Le logo de la plate-forme suédoise de streaming musical Spotify, lors d’une soirée de lancement d’album à l’Ace Hotel à Los Angeles en Californie, le 11 décembre. / Charley Gallay / AFP

Spotify se rapproche encore un peu plus de Wall Street. Selon la presse américaine, la plate-forme suédoise de streaming (lecture sans téléchargement) musical a lancé, fin décembre, une procédure confidentielle d’introduction en Bourse auprès des autorités américaines. L’opération est attendue au cours du premier trimestre.

Pour ses débuts boursiers, Spotify a opté pour une méthode très inhabituelle. La société prévoit en effet de procéder à une cotation directe. Elle n’émettra pas de nouvelles actions à un prix déterminé à l’avance, mais permettra simplement à ses actionnaires de revendre leurs titres. Cela signifie qu’elle ne lèvera de capitaux, car elle estime ne pas avoir besoin de fonds additionnels. Cette option va lui permettre d’économiser plusieurs millions de dollars de commissions, mais aussi de ne pas être soumise à diverses obligations et restrictions.
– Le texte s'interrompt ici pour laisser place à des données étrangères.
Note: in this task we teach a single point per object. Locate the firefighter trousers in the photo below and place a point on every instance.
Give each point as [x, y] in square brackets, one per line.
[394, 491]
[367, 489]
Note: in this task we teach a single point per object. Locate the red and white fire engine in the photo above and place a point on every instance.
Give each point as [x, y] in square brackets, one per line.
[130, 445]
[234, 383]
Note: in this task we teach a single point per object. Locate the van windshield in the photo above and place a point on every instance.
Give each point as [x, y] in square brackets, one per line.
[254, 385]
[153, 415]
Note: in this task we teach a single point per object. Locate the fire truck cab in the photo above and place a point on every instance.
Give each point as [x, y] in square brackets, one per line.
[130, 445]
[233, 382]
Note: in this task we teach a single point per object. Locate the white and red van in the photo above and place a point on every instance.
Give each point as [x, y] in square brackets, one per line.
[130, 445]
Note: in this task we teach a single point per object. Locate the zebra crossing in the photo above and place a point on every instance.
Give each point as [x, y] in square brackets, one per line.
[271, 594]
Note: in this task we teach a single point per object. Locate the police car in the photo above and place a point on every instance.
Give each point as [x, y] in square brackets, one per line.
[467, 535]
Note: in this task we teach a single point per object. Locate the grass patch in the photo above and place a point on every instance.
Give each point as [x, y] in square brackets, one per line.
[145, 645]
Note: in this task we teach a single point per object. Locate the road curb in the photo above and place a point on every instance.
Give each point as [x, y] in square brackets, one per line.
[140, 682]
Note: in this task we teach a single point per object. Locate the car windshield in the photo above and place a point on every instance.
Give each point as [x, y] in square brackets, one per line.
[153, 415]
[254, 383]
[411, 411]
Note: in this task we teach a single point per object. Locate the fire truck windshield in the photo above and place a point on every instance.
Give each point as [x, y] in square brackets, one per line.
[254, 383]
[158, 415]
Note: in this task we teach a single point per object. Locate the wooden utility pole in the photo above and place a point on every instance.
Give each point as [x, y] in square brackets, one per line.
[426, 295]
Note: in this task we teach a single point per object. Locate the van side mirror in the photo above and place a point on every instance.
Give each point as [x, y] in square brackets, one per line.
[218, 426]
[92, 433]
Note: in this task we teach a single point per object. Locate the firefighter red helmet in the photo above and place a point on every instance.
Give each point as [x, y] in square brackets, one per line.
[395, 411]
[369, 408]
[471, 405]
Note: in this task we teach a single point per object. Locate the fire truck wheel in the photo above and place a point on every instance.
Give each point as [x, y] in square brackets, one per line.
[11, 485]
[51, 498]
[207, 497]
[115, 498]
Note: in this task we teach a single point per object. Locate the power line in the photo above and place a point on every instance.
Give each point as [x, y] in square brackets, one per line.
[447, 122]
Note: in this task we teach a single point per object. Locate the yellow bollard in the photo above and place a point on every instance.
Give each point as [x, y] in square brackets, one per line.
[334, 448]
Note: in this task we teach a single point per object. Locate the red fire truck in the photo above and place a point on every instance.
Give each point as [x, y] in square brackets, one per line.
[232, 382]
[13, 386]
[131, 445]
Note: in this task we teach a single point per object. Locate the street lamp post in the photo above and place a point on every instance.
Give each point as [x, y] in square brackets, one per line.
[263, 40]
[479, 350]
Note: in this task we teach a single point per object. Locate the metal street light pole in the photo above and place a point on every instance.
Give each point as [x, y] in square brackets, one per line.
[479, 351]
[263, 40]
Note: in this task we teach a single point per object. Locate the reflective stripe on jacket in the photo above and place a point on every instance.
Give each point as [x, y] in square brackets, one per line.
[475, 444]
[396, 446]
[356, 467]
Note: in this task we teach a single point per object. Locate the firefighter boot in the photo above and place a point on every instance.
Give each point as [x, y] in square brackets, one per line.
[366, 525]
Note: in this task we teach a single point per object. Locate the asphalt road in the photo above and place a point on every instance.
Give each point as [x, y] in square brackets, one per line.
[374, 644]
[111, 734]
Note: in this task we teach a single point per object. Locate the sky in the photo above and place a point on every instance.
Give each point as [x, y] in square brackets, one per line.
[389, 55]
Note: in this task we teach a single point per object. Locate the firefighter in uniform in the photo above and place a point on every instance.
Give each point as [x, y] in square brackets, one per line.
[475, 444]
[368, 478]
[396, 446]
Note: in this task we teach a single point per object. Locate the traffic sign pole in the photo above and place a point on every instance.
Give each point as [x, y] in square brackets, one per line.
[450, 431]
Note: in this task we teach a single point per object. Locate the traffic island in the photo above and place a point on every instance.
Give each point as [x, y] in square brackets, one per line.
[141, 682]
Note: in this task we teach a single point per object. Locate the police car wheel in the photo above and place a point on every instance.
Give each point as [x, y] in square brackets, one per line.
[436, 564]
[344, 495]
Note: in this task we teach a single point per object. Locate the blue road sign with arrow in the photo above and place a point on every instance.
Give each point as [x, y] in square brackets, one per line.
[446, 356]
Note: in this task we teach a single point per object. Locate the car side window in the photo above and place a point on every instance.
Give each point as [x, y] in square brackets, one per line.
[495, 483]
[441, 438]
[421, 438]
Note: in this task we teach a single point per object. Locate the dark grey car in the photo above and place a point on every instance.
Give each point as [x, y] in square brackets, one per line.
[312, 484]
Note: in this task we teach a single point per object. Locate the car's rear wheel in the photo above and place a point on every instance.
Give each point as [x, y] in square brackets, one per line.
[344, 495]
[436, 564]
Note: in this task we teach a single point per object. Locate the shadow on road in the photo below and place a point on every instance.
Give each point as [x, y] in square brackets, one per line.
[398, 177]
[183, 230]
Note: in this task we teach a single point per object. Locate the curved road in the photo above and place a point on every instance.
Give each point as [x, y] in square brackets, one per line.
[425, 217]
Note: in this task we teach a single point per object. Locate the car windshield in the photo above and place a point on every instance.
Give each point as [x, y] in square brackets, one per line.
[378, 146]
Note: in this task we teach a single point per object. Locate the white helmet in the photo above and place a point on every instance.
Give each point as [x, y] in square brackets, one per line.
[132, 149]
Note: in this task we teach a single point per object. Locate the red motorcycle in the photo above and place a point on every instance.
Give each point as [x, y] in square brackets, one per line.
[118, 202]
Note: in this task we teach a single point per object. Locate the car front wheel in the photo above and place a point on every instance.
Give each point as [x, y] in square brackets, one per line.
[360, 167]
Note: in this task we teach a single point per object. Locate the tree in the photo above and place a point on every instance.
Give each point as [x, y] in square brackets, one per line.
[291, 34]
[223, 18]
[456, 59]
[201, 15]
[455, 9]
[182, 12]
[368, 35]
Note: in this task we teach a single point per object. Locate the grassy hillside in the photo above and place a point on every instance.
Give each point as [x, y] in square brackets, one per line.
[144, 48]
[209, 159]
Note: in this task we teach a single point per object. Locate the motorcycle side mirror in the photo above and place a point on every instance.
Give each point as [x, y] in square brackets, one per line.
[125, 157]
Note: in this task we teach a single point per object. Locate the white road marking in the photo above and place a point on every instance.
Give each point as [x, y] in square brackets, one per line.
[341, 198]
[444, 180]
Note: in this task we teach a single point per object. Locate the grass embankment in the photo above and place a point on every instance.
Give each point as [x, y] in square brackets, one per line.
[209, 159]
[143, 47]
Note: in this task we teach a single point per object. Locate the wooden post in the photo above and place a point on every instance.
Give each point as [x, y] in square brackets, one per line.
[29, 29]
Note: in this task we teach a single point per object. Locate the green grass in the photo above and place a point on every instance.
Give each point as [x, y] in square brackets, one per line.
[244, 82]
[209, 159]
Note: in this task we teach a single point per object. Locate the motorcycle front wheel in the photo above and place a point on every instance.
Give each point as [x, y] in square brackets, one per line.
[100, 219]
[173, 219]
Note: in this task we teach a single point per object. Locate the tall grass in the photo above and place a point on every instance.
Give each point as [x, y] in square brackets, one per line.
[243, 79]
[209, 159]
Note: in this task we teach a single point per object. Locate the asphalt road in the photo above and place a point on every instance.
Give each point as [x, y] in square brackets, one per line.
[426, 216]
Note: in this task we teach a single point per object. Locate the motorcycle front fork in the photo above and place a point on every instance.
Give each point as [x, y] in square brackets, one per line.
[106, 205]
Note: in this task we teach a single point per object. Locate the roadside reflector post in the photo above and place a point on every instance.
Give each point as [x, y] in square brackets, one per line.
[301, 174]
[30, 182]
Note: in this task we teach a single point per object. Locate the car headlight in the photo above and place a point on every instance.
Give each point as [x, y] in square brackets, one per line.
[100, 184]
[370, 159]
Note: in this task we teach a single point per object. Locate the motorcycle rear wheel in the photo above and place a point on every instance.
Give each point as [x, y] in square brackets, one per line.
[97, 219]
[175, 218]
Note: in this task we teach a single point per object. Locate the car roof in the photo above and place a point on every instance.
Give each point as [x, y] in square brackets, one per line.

L’accueil réservé par les marchés sera particulièrement surveillé. Occasion de tester l’appétit des investisseurs après plusieurs introductions décevantes – comme celle de Snap, la maison mère de l’application de partage de photos et de vidéos Snapchat –, l’opération pourrait donner des idées à d’autres entreprises. Selon le Wall Street Journal, la plate-forme de location Airbnb penserait suivre la même voie pour son introduction en Bourse, grandement attendue pour 2018.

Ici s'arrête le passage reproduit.